The black numbers on the colorful squares are composite numbers and many of them appear on the chart above more than one time. There is something very interesting about the prime factors of these composite numbers. Every single one of those factors is also the hypotenuse of a primitive Pythagorean triple! Also notice that at least one of those factors is less than or equal to the square root of the composite number. Here is a chart of those composite numbers, how many times they appear on the chart above, and their prime factorizations:

Composite Primitive Pythagorean Triple Hypotenuses and Their Factors

Also notice that if you divide any of the above composite numbers OR their factors by 4, the remainder is always 1.

I have demonstrated that the following is true for any integer less than 1000. I wasn’t sure if it had been proven for integers in general so I asked Gordan Savin, a professor at the University of Utah, who teaches number theory. He informed me that it has been proven and that it follows from the uniqueness of factorization of Gaussian integers.

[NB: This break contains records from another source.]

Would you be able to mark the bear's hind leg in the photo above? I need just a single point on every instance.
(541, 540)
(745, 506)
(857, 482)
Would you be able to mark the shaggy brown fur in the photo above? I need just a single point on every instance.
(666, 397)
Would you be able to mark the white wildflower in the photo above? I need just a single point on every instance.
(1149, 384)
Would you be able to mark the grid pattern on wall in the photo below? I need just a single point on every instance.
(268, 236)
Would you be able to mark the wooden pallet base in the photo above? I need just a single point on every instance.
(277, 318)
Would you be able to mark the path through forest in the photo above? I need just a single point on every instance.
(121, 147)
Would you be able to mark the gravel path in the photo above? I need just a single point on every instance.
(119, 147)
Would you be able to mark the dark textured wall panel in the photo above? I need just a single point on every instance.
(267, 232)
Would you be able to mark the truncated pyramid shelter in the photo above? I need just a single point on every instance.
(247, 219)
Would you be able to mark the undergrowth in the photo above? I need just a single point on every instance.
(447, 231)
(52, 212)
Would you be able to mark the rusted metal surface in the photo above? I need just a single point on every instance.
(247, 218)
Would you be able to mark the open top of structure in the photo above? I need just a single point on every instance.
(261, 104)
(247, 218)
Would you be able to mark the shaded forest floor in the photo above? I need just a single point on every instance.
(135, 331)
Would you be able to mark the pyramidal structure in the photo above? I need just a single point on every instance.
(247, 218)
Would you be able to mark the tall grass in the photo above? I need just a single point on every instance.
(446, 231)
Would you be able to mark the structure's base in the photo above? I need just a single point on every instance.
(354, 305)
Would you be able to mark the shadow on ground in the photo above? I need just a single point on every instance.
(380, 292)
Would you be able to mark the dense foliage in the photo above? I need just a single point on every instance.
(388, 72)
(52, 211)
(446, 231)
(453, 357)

In conclusion, if an integer can be written as the sum of two squares, one odd and one even, and the numbers being squared have no common prime factors, then ALL the factors of that odd integer will be hypotenuses of primitive Pythagorean triples. If the integer is a composite number, at least one of those primitive hypotenuses will be less than or equal to the square root of that integer.

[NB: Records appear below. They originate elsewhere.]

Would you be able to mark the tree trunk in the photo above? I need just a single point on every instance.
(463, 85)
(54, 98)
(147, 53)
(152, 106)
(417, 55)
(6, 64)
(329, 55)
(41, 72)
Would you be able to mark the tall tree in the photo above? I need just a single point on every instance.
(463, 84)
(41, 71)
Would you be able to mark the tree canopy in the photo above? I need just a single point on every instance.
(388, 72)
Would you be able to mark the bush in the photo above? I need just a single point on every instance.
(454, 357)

Here’s the same thing in more standard mathematical language:

If a natural number of the form 4N + 1 can be written as the sum of two squares (a^2)+ (b^2) and if a and b have no common prime factors, then ALL the factors of 4N + 1 will be of the form 4n + 1. If 4N + 1 is a composite number, there will exist at least one prime factor, 4n + 1 ≤  √(4N + 1). If no such factor exists, then 4N + 1 is a prime number.

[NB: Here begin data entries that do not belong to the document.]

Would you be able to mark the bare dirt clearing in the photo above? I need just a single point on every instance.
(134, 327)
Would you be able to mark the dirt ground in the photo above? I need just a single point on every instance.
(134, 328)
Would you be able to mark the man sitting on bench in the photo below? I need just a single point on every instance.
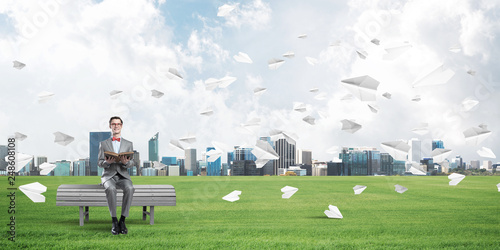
(115, 173)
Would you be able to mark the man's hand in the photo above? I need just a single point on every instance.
(110, 159)
(124, 159)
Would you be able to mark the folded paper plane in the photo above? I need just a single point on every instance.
(242, 57)
(289, 54)
(34, 191)
(486, 152)
(363, 87)
(18, 65)
(299, 106)
(474, 136)
(400, 189)
(233, 196)
(288, 192)
(259, 91)
(156, 93)
(362, 54)
(397, 149)
(44, 96)
(455, 178)
(395, 52)
(45, 168)
(439, 75)
(358, 189)
(21, 160)
(174, 74)
(350, 126)
(62, 138)
(309, 119)
(20, 136)
(208, 111)
(440, 154)
(312, 61)
(333, 212)
(468, 104)
(275, 63)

  • 613 is a prime number.
  • Prime factorization: 613 is prime.
  • The exponent of prime number 613 is 1. Adding 1 to that exponent we get (1 + 1) = 2. Therefore 613 has exactly 2 factors.
  • Factors of 613: 1, 613
  • Factor pairs: 613 = 1 x 613
  • 613 has no square factors that allow its square root to be simplified. √613 ≈ 24.7588

How do we know that 613 is a prime number? If 613 were not a prime number, then it would be divisible by at least one prime number less than or equal to √613 ≈ 24.8. Since 613 cannot be divided evenly by 2, 3, 5, 7, 11, 13, 17, 19, or 23, we know that 613 is a prime number. But as I explained above since (18^2) + (17^2) = 613, and consecutive integers 18 and 17 have no common prime factors, it is only necessary to check to see if 613 is divisible by 5, 13, or 17. Since it isn’t divisible by any of those three numbers, 613 is a prime number.